Ross Schunk (born April 28, 1986, in Portland, Oregon) is an American former soccer player who played as a forward.

==Career==

===College and amateur===
Schunk attended Woodrow Wilson High School, where he acquired his skills under the training of Don Juan Mercado. At a young age, Ross was known for his outstanding crossbar and soccer-tennis skills. Although widely speculated, it's known by many living in southwest Portland, Schunk developed his skills from the founding members of Gabe Academy (Don Juan Mercado and Shiloh were two of the founding fathers, among others). Ross would spend summers in Gabriel Park getting hustled by Shiloh. Many credit this with his playful spirit and love for the game, because the games were always just that: fun. No collecting ever took place.

He played college soccer at the University of Redlands from 2005 to 2008. He led his team in goals, assists and points in his junior year in 2007, and was named to the All-Far West Third-Team, the All-West First-Team, the All-SCIAC First Team, and was a Second-Team All-American.

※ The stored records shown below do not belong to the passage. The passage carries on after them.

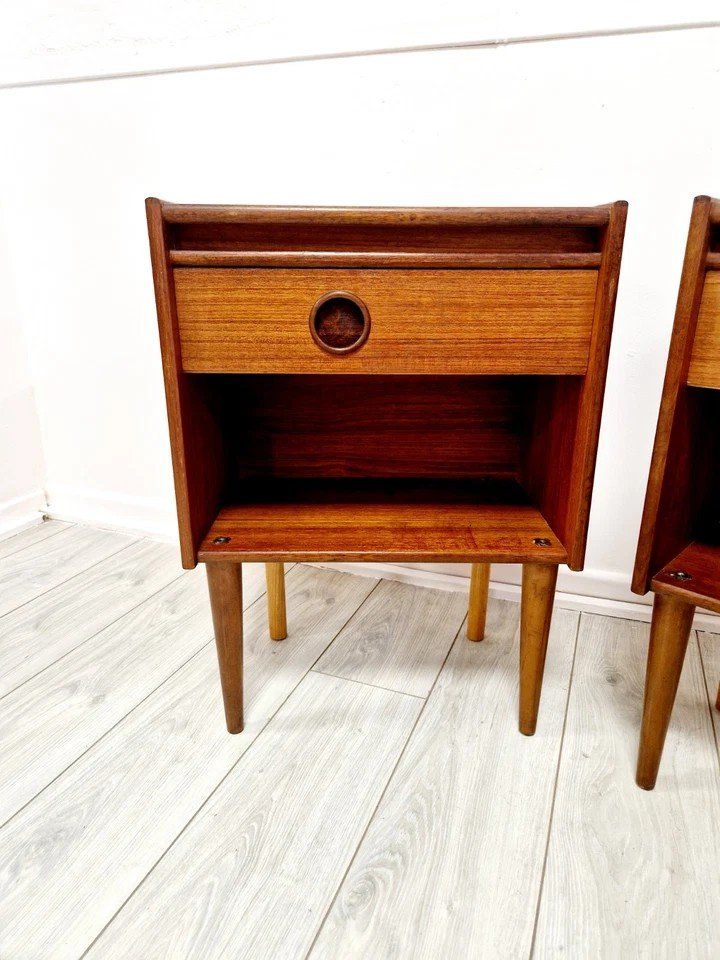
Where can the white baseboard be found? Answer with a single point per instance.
(141, 516)
(640, 608)
(21, 512)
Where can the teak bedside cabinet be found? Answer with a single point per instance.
(678, 554)
(384, 385)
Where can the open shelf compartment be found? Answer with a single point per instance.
(380, 468)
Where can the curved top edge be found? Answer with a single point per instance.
(426, 216)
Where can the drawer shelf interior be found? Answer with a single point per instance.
(371, 467)
(689, 507)
(340, 519)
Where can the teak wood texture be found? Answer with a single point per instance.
(423, 321)
(526, 295)
(678, 553)
(382, 384)
(681, 504)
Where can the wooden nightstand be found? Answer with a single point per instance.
(678, 554)
(379, 384)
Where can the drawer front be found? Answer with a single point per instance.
(247, 320)
(704, 368)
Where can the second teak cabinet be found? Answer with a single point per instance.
(384, 385)
(678, 555)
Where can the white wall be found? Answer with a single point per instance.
(574, 121)
(22, 499)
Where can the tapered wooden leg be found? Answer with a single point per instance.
(669, 633)
(538, 594)
(225, 586)
(477, 608)
(275, 581)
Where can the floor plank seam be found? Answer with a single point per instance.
(711, 705)
(20, 549)
(371, 818)
(62, 583)
(226, 774)
(555, 785)
(92, 636)
(366, 683)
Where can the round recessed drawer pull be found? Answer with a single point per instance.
(339, 322)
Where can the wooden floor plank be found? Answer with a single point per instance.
(46, 723)
(30, 536)
(631, 873)
(253, 874)
(74, 855)
(451, 863)
(399, 639)
(710, 654)
(46, 628)
(42, 566)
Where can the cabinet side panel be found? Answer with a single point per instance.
(592, 391)
(704, 370)
(195, 438)
(664, 528)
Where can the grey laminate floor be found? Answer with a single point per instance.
(380, 802)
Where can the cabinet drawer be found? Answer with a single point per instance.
(248, 320)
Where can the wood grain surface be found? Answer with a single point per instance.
(704, 369)
(436, 321)
(670, 498)
(376, 521)
(702, 562)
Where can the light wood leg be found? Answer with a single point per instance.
(225, 586)
(477, 608)
(669, 634)
(275, 581)
(538, 594)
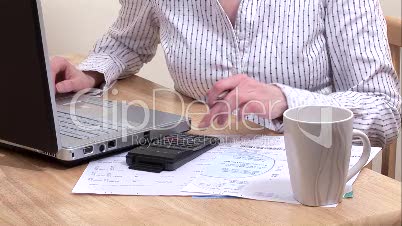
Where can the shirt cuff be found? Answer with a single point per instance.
(299, 97)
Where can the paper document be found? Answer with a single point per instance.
(242, 166)
(255, 169)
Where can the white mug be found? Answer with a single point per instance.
(318, 143)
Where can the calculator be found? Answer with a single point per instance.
(170, 152)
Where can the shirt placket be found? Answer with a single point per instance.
(238, 38)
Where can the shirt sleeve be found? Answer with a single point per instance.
(364, 79)
(130, 42)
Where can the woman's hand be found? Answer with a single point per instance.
(67, 78)
(245, 95)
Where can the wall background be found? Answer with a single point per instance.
(73, 26)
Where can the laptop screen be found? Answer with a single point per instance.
(26, 116)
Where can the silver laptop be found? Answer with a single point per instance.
(69, 128)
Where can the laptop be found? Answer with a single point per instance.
(72, 127)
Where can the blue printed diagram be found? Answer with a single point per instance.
(239, 164)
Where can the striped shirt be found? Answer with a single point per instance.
(317, 51)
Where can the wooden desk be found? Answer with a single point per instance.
(34, 191)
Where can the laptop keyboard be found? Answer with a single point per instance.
(82, 127)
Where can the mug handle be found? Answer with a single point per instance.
(365, 155)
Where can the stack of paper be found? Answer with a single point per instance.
(242, 166)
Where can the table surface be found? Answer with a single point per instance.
(34, 190)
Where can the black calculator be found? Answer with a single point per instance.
(170, 152)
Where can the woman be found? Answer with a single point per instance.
(272, 55)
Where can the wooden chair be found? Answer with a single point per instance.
(395, 43)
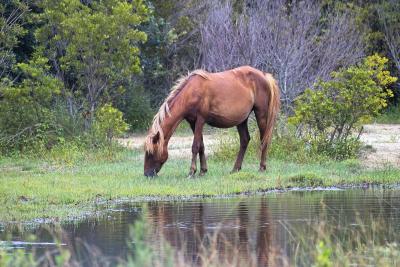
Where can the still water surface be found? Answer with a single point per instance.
(245, 228)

He finished his college career as a two-time Southern California Intercollegiate Athletic Conference Player of the Year, and with 126 points, making him Redlands' all-time career points leader.

Schunk also played for the Los Angeles Legends in the USL Premier Development League where he was a prolific goalscorer, netting 15 times in 27 games during his two years with the team.

===Professional===
Schunk was the only NCAA Division III player invited to the 2009 MLS combine; he was drafted in the fourth round (47th overall) of the 2009 MLS SuperDraft by Colorado Rapids, and signed a professional contract on March 13, 2009.

He made his professional debut on April 7, 2009, in the Lamar Hunt U.S. Open Cup against Los Angeles Galaxy. He made his MLS debut on June 6, 2009, as a late substitute in a game against Real Salt Lake.

Schunk was also briefly sent on loan to USL Second Division club Real Maryland Monarchs in May 2009.

Schunk was waived by Colorado on 24 November 2010.